Here’s the rub: This group is persuadable, but not particularly interested.
“Rather than providing a catering service for the echo chambers, how might journalism address this important group?” Sullivan asks.
Persuadable to what, exactly? Well, to countering what Sullivan sees as "the long-term Republican strategy: “epistemological nihilism.” Which, as she defines it, is a fancy way of saying they're making up the facts, and it's journalists' job to counter the Trump administration's narrative, and "persuade" people -- voters -- against it.
And how to do that exactly? Why, by using sound bites clipped quickly from congressional hearings and thrown into a “move trailer approach” – i.e., stripped down to a talking point, void of any contextual information, and often dismissive of any counterpoints made by Republic—er, the other side.

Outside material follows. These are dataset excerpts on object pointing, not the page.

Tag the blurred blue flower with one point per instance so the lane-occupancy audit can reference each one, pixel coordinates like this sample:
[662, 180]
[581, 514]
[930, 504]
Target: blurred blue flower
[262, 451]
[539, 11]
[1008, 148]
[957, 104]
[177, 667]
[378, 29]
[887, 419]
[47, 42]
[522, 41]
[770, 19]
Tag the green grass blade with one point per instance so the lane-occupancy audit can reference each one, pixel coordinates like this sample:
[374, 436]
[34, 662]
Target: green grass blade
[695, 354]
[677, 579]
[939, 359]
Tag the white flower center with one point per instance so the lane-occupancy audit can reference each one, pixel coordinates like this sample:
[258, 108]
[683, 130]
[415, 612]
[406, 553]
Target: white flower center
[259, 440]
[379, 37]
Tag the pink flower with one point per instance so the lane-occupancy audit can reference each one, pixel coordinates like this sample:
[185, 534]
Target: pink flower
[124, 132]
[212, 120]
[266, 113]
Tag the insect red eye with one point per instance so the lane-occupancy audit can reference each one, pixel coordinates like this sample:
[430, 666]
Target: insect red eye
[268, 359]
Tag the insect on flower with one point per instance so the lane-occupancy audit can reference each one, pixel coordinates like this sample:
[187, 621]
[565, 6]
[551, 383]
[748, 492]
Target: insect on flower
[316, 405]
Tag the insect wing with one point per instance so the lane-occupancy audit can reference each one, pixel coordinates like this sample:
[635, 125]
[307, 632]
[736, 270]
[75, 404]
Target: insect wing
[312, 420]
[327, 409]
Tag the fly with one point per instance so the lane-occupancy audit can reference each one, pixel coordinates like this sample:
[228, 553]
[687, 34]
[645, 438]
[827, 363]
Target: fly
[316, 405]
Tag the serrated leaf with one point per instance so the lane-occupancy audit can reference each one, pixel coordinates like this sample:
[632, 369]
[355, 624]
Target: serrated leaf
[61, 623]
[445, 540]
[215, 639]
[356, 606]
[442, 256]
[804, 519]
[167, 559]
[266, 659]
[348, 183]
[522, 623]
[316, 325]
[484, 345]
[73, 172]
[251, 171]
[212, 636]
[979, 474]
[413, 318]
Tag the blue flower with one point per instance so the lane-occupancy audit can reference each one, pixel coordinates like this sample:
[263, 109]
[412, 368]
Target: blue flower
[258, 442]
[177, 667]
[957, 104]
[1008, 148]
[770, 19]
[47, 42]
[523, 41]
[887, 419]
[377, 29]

In concentrating on boiling everything down to these easy, three-second clips, Sullivan openly suggests that journalists stop worrying about keeping from being seen as “partisan.”
With that in mind, I would also very much like to see one other major change: a moratorium on the reflexive use of the word “partisan.”
…here’s the thing: There are facts. There is truth. We do live in a country that abides by laws and a Constitution, and nobody ought to be above them.
“Despite the hardened positions, some members of the public are still uncertain. Some are persuadable, and yes, it matters. Maybe, just maybe, it’s the job of American journalism in this moment to get serious about trying to reach these citizens,” she concludes.
Of course, to many of us this isn’t new. Sullivan is in many ways simply encouraging the propaganda machine to do exactly what they’ve been doing: to feeding the American public what they want you to hear and assuming you’ll never dig deep enough to learn what they’ve omitted, twisted, or lied about.
But for what it’s worth, at least now they’re admitting it.